Simulation Method of Ultra-Thin Silicon Wafers Warpage

As the electronic products, such as smart phones, notebooks, and micro-control parts for vehicles, are becoming increasingly popular and their size continues do decrease, there is also a need to reduce the volume of ultra-thin silicon wafers while improving their performance. At present, backside grinding is typically used for this purpose, and requires that the wafer is placed on the chuck of a self-rotating wheel, while controlling the feed rate in order to reduce wafer thickness. Although this process is efficient and effective, it may result in subsurface damage, surface cracks, micro-cracks, warpage, and other undesirable effects. One of its main drawbacks is residual stress, which becomes more pronounced in very thin wafers, as this increases rigidity. Stoney equation is widely used to examine the residual stress and curvature radius in a silicon wafer due to the backside grinding process. However, the relationship between the residual stress generated in the wafer during the grinding process and the process parameters is rarely analyzed through simulations.

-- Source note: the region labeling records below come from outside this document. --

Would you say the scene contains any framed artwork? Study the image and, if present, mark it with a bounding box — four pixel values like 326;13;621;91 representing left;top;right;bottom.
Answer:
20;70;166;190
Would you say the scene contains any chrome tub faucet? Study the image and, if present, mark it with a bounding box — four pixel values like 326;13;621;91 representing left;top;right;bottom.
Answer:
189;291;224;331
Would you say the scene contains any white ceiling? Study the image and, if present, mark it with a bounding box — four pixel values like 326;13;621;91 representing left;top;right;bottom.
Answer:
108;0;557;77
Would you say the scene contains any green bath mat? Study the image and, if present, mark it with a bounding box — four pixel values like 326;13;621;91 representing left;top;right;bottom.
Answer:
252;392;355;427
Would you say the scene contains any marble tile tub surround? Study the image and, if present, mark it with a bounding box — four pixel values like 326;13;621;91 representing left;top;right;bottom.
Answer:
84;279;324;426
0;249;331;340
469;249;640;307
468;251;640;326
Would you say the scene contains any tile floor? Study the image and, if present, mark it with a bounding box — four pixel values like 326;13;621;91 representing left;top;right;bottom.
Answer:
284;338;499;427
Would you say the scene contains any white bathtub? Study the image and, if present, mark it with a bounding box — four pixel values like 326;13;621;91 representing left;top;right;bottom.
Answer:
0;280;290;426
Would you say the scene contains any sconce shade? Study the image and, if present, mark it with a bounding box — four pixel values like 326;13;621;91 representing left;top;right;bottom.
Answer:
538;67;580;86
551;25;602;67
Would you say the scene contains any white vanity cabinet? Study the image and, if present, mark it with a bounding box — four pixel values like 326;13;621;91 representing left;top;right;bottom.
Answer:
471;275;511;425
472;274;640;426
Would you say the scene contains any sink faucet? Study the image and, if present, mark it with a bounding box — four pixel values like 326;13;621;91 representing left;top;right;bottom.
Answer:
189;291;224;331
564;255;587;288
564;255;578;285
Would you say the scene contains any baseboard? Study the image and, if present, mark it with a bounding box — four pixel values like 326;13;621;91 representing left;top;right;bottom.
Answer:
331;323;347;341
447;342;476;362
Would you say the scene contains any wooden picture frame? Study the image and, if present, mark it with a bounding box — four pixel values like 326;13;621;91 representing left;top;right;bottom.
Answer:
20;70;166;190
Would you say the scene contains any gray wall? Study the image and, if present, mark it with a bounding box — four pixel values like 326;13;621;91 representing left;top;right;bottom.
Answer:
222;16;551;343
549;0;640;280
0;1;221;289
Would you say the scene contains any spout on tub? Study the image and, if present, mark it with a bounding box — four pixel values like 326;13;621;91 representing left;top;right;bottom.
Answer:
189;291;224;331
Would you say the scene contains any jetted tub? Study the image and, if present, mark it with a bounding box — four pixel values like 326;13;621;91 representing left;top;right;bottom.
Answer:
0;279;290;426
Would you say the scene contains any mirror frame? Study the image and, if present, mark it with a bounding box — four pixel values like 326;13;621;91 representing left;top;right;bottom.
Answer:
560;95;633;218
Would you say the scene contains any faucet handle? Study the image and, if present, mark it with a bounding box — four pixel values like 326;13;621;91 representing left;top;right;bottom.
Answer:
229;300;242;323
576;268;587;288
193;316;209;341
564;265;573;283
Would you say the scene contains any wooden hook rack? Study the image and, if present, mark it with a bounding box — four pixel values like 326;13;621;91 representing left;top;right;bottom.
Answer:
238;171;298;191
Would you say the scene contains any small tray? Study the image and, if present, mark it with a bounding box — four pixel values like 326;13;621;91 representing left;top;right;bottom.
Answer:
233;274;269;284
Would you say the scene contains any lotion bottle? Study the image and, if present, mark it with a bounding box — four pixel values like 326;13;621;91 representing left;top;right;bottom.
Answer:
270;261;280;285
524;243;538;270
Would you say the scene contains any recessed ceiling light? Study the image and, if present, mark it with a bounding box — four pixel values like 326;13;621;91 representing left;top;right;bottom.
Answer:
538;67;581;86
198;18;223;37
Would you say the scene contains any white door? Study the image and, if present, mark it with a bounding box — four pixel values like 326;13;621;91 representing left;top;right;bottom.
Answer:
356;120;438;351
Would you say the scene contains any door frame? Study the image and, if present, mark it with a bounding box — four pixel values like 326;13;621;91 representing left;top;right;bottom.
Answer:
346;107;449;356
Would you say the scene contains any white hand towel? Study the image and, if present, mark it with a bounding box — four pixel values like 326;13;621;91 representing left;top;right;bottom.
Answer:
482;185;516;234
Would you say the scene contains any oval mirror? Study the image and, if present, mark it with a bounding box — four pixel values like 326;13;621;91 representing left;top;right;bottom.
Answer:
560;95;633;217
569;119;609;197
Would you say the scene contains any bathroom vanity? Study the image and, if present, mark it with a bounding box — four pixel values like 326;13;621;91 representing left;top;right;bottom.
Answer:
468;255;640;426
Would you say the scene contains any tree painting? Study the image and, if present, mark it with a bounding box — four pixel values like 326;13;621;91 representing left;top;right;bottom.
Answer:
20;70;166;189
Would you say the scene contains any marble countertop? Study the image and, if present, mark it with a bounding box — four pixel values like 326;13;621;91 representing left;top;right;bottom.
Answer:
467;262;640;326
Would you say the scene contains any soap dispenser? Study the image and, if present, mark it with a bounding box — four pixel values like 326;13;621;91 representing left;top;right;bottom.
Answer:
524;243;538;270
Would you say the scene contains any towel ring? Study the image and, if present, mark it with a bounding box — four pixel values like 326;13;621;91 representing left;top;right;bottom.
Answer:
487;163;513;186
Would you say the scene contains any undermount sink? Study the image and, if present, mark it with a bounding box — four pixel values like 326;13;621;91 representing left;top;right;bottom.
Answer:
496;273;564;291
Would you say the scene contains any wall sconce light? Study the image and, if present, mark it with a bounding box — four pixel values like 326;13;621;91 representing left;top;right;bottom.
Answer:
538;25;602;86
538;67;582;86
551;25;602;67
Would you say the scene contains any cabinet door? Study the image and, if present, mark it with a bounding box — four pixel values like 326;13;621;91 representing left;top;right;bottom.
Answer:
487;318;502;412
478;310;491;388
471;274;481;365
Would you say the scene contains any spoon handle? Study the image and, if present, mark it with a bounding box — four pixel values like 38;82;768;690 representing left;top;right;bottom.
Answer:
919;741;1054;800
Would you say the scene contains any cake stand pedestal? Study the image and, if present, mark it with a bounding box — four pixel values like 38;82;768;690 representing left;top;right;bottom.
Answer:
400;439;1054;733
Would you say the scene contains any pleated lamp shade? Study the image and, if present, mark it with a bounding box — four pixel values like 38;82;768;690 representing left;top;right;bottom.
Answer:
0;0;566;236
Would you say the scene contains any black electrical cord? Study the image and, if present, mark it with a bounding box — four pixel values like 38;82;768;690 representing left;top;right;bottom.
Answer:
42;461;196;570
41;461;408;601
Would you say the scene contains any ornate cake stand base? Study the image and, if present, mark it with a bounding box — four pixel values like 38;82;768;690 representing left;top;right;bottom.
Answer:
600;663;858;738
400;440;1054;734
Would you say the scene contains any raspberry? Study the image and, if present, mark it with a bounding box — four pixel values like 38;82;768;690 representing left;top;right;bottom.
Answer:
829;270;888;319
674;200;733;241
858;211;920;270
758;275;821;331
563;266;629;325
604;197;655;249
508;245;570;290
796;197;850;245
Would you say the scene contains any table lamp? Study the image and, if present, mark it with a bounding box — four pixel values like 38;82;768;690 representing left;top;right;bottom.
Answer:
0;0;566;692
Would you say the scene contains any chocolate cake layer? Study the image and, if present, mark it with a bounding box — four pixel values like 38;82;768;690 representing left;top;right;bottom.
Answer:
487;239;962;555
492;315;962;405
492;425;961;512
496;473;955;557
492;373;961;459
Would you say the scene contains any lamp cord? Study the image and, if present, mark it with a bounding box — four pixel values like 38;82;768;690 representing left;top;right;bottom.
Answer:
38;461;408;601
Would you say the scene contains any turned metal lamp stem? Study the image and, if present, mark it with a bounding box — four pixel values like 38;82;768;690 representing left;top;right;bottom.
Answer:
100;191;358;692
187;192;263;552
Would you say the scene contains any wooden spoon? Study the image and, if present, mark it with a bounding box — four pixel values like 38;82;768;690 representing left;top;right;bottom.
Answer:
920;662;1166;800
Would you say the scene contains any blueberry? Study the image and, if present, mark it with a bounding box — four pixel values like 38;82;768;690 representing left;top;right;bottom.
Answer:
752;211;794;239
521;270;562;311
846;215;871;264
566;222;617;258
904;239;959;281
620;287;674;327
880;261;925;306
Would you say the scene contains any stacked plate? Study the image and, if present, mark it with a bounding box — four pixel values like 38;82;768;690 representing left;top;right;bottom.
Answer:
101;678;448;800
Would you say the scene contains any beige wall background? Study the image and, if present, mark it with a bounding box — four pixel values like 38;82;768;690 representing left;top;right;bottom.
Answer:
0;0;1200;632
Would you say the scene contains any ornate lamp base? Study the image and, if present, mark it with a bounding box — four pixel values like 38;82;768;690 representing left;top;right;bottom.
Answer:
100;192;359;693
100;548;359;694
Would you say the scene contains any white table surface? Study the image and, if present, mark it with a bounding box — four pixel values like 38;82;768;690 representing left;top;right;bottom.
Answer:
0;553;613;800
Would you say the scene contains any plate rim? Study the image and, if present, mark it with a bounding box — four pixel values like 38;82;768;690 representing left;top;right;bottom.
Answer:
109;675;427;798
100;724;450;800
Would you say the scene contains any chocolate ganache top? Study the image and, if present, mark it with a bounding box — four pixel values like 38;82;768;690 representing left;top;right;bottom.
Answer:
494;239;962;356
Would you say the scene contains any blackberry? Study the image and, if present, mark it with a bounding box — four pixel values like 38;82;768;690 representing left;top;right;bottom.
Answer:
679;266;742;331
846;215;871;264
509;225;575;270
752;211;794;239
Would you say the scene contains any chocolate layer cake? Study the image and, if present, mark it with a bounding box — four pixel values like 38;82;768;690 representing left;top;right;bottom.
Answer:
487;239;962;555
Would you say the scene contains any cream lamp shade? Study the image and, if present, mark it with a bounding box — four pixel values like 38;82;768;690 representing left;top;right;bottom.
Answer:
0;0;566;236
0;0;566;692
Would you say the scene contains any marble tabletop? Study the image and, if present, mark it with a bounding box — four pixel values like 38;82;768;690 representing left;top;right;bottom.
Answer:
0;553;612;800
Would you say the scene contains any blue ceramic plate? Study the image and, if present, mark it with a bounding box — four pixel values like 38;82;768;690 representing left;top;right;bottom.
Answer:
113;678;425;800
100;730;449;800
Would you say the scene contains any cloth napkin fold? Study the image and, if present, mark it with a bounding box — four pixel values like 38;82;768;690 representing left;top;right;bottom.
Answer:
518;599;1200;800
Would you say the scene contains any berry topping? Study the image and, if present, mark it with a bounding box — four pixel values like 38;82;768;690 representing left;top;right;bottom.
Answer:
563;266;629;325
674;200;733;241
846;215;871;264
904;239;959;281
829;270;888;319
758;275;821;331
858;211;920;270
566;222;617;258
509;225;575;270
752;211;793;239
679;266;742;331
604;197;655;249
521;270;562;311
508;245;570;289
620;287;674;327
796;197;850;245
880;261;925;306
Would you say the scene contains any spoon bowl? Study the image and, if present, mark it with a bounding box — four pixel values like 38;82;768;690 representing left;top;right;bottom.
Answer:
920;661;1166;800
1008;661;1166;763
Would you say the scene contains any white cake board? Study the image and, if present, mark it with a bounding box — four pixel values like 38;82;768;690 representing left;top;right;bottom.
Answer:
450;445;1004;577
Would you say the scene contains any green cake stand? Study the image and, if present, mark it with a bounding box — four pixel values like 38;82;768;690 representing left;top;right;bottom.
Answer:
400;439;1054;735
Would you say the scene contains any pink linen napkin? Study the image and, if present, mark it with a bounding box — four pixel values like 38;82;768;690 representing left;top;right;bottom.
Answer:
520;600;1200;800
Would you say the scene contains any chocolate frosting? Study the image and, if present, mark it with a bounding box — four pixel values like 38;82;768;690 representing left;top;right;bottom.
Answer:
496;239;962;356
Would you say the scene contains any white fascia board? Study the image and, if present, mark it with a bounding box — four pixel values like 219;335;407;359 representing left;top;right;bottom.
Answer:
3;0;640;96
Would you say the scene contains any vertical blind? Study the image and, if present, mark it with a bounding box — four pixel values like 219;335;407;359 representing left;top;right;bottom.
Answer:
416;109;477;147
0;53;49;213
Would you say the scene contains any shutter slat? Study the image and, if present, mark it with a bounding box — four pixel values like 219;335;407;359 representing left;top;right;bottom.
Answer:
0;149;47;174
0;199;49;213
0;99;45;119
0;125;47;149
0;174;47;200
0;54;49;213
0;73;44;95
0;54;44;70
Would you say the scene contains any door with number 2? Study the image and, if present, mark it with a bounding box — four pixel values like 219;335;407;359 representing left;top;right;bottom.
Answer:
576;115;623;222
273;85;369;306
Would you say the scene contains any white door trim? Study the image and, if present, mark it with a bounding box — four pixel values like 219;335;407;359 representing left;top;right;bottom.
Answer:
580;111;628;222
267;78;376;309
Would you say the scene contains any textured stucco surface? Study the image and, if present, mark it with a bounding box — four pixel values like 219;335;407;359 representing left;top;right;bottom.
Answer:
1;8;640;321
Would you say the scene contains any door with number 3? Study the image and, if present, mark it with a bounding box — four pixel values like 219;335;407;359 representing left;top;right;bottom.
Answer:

This gap is addressed in the present study, whereby the finite element method (FEM) is adopted to examine the effects of different process parameters, as well as wafer thickness, on the residual stress. As dynamic simulation is adopted, this allows the process parameters to be adjusted at runtime to predict the residual stress, while Stoney's equation is employed to predict the influence of different process parameters on warpage. Based on the obtained results, the wafer warpage caused by the process can be predicted with acceptable accuracy, which can in turn be used to optimize the process parameter values to minimize wafer warpage.